The velocity function is for a particle moving along a line. Find the displacement and the distance traveled?

The velocity function is v(t) = - t^2 + 6t - 8 for a particle moving along a line. Find the displacement and the distance traveled by the particle during the time interval [-3,5].

displacement = -66.67

distance traveled = ?

I found the displacement, but finding the distance traveled is going me trouble. A solution would be appreciated. Thanks


To find the total distance traveled find the definite integral of the absolute value of the velocity.

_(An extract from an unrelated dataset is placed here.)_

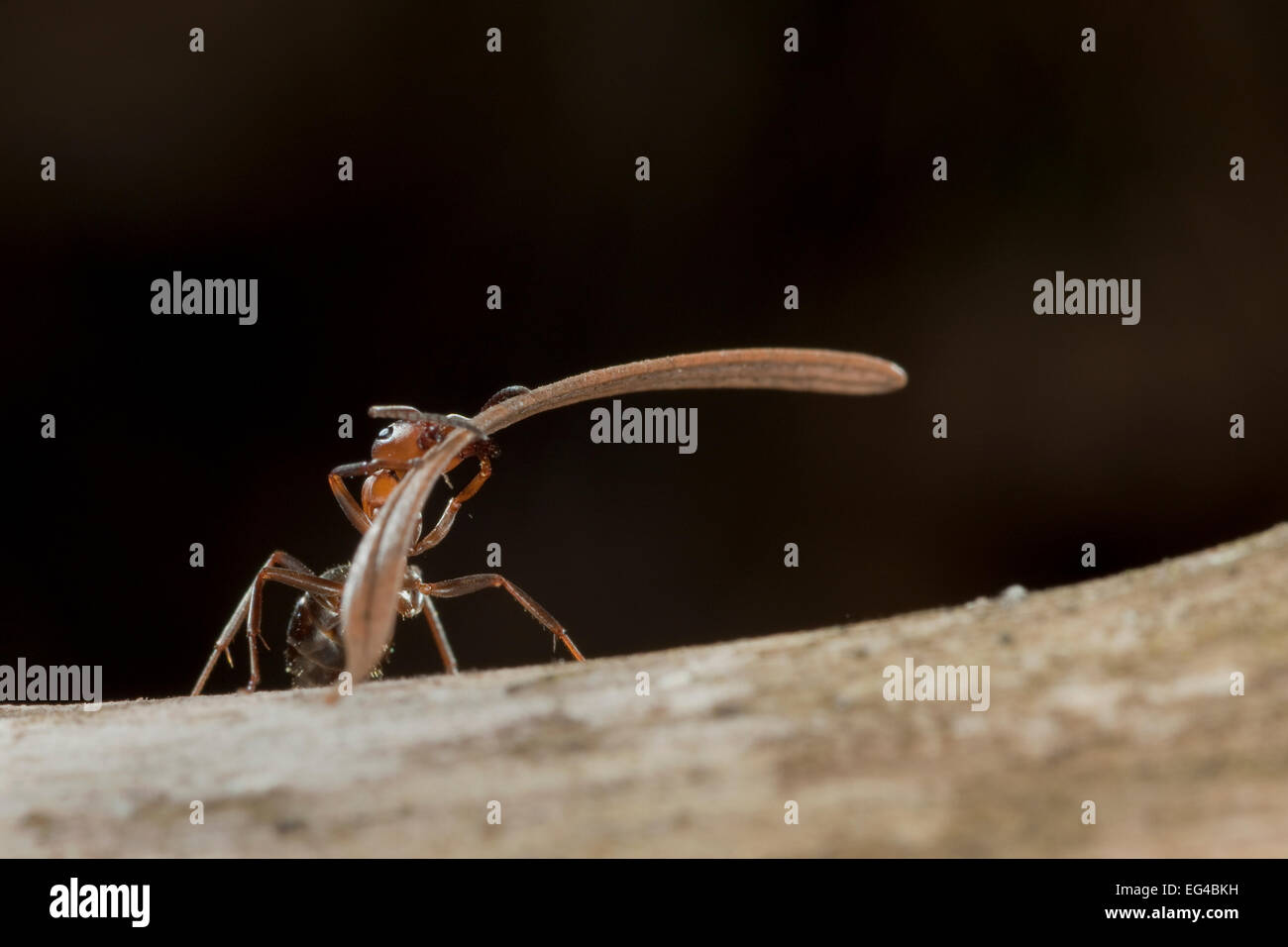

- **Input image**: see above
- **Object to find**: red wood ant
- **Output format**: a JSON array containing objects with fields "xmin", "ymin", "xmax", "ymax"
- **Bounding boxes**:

Graphing y = -x^2 + 6x + 8, we see that the velocity is positive if 2 <?t < 4 and negative if 0 < 2 < t or t > 4.

So on the interval [-3, 5], the velocity is negative between t = -3 and t = 2, positive between t = 2 and t = 4, and negative again between t = 4 and t = 5.

Instead of integrating the absolute value of the velocity over the interval, we can do the following:

-∫ {-3, 2} v(t) dt + ∫?{2, 4} v(t) dt - ∫ {4, 5} v(t) dt = 69.333....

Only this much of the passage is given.